Entering edit mode
TJ
•
0
@a7167d98
Last seen 4.0 years ago
Hi,
I have generated quant.sf files using salmon for six samples (2 conditions, each condition in triplicate). I have then followed the tximport workflow and am stuck at the tx2gene step below as I get $countsFromAbundance [1] "no".

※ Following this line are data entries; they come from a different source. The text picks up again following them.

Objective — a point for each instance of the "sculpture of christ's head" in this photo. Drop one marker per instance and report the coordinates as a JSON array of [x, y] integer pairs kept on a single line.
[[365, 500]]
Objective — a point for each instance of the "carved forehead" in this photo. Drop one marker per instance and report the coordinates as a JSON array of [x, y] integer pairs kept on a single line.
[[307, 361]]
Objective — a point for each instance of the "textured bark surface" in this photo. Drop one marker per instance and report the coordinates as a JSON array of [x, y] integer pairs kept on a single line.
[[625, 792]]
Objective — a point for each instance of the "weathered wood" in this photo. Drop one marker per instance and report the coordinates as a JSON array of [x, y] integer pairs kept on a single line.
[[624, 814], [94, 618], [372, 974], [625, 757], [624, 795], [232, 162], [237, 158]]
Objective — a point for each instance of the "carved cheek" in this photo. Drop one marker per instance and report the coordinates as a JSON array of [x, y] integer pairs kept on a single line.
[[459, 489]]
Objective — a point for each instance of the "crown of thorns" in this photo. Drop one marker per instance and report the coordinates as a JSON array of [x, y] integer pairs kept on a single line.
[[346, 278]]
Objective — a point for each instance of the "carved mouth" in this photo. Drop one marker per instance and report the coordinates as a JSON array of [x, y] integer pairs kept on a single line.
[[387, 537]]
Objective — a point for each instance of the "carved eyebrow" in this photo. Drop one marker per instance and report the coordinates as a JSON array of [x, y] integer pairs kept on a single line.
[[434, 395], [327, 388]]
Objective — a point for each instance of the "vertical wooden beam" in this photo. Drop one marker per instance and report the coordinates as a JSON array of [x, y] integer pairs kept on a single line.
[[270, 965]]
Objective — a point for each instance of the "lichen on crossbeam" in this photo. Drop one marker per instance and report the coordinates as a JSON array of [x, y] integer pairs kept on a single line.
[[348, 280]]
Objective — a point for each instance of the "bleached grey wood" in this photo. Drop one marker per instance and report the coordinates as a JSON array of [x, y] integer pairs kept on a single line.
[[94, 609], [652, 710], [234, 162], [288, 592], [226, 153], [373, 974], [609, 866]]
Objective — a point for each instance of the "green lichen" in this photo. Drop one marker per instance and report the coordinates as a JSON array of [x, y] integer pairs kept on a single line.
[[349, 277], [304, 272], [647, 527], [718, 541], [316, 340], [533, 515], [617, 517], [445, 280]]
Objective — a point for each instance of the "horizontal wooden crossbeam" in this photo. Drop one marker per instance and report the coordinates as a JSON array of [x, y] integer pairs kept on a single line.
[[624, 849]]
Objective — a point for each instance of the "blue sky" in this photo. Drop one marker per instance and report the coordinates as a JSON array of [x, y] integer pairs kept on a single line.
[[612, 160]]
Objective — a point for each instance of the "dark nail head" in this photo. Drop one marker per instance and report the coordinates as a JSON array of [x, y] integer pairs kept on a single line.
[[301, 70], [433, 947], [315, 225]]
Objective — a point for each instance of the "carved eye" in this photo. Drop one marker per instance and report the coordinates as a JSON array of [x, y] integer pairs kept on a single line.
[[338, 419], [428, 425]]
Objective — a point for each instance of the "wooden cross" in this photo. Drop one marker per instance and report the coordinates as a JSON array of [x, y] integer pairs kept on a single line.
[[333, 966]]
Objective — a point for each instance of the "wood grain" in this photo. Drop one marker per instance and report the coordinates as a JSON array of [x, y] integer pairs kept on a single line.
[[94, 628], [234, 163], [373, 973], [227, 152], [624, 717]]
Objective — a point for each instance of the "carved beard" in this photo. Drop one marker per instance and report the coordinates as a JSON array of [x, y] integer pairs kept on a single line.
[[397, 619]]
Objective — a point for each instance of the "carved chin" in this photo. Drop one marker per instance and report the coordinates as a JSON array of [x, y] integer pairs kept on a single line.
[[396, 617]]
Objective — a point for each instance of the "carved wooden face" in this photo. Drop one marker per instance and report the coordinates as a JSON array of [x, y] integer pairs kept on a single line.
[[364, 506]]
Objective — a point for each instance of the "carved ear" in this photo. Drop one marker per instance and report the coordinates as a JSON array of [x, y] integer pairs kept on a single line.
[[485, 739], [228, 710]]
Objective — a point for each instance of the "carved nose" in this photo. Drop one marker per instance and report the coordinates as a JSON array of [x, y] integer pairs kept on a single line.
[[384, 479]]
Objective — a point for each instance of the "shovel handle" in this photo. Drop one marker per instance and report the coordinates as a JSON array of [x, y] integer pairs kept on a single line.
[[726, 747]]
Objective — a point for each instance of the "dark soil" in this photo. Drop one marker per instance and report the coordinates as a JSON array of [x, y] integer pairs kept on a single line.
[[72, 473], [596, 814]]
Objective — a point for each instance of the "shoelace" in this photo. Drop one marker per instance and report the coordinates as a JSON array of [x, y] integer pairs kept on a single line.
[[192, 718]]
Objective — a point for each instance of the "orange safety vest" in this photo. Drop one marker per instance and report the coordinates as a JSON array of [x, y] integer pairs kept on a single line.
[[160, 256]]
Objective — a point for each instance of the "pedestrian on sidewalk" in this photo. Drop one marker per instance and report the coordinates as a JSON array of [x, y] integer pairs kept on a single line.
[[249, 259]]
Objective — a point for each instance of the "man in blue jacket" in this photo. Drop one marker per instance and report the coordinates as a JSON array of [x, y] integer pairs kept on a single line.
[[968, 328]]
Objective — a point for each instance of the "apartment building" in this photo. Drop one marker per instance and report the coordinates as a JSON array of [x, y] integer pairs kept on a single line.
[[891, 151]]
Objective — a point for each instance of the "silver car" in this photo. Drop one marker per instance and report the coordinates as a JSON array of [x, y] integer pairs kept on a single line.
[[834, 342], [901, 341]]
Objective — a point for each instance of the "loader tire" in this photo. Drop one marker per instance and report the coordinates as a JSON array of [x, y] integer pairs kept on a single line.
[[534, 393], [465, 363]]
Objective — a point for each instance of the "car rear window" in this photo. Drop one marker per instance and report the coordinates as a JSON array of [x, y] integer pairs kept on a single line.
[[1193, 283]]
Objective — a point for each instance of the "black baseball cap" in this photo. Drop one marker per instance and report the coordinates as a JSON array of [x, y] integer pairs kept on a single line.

Many thanks in advance for your kind help and your time
> dir <- "/Volumes/Mac_LJ_TJ/TJ/RNA/salmon/salmon_tutorial/quants"
> dir
[1] "/Volumes/Mac_LJ_TJ/TJ/RNA/salmon/salmon_tutorial/quants"
> samples <- read.table(file.path(dir, "samples.txt"), header = TRUE)
> samples
samples treatment
1 sample1 WTCHG_823938_71575133_quant
2 sample2 WTCHG_823938_71585134_quant
3 sample3 WTCHG_823938_71595135_quant
4 sample4 WTCHG_823938_71605136_quant
5 sample5 WTCHG_823938_71615137_quant
6 sample6 WTCHG_823938_71625138_quant
> files <- file.path(dir, "salmon", samples$treatment, "quant.sf")
> names(files) <- paste0("sample", 1:6)
> all(file.exists(files))
[1] TRUE
> edb <- EnsDb.Hsapiens.v86
> txs <- transcripts(edb, return.type = "DataFrame")
> txi <- tximport(files, type = "salmon", tx2gene = txs, ignoreTxVersion = TRUE)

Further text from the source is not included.